Ivor Benson

Ivor Benson was a South African journalist who began his career on Fleet Street, London. In South Africa he became chief assistant editor of The Rand Daily Mail, and became particularly well known in 1963 as a news commentator for Radio South Africa.

Benson was then employed as information adviser to the White-ruled Rhodesian government, under Ian Smith. Benson was also an author of conspiratorial anti-Communist books and booklets, such as This Worldwide Conspiracy and Truth out of Africa, linking Communism and super-Capitalism with the assault on White rule in Africa.

Barry Alexander Kosmin, in his text Majuta: a history of the Jewish community of Zimbabwe, described the controversies concerning Benson's time in Ian Smith's government. He described the background to the ascendancy of Ian Smith and the Rhodesian Front, and then said:

The scene was thus set for the intrusion of racial politics into all spheres of social action. In June 1964, Ivor Benson, a 'far rightwing political theorist,' was imported from Natal as Government Information Adviser. Up until that time there had been no coherent R.F. ideology ...

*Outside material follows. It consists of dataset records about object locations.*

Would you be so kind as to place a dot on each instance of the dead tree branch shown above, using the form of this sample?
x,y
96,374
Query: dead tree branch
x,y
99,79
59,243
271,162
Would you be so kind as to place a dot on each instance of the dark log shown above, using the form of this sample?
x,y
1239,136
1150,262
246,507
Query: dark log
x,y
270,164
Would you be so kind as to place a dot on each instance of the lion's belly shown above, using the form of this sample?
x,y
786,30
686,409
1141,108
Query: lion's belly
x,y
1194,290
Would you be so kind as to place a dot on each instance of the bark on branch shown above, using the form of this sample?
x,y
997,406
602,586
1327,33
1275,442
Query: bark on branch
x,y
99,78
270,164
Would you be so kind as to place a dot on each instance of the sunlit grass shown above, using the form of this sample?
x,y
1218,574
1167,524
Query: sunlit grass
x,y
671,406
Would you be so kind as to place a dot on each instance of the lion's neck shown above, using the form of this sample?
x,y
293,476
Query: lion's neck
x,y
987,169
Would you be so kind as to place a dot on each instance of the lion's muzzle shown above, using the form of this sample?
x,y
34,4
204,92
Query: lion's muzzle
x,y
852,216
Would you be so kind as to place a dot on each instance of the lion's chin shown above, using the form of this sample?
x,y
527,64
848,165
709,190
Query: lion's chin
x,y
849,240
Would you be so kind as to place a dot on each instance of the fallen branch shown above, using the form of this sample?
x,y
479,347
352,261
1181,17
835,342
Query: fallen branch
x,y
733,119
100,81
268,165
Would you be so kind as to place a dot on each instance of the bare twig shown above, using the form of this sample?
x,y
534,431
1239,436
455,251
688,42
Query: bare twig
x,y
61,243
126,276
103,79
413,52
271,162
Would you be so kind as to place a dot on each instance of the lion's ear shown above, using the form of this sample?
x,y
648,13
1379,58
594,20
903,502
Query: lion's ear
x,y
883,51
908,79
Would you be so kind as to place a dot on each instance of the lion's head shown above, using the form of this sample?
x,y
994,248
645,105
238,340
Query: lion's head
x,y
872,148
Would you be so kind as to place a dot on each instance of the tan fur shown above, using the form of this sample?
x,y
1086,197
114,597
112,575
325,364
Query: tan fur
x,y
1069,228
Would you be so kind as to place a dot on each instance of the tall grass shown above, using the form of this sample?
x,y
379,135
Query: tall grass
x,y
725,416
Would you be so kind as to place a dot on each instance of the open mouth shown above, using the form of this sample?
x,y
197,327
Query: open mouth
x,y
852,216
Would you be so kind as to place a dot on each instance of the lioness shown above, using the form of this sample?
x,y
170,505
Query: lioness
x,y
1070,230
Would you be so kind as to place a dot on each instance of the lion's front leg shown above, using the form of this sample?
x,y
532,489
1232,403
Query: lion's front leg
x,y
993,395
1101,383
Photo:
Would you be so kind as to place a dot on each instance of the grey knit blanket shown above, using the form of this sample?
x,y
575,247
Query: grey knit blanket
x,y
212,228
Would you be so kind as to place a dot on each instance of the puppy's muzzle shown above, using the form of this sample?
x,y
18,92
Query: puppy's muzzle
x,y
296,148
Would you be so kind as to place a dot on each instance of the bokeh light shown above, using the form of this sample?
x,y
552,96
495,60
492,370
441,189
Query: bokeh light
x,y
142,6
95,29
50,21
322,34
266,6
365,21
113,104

Benson, however, offered the new Government a coherent radical rightwing policy which would suit both their internal and external problems. Rhodesia began to be presented as the last bastion of Christianity and Western tradition against the attack of sinister forces directed from joint headquarters in New York and Moscow. This type of insidious propaganda began to infiltrate the government controlled media of radio and television with attacks on the ever ubiquitous communists and international financiers. This, of course, was the Europeans' answer to the Third World Revolutionary ideology of the African nationalists....

The Jewish community which has been in the forefront of the liberal multiracial camp felt very vulnerable in this heightened political atmosphere....[1]

Benson edited a newsletter, Behind the News, and founded the National Forum. He also wrote the introduction to Douglas Reed's conspiratorial polemic The Controversy of Zion, which attacked Communism and Zionism, presenting them as twin subversive movements that, if left unchecked, would ultimately create another World War and impose a world government.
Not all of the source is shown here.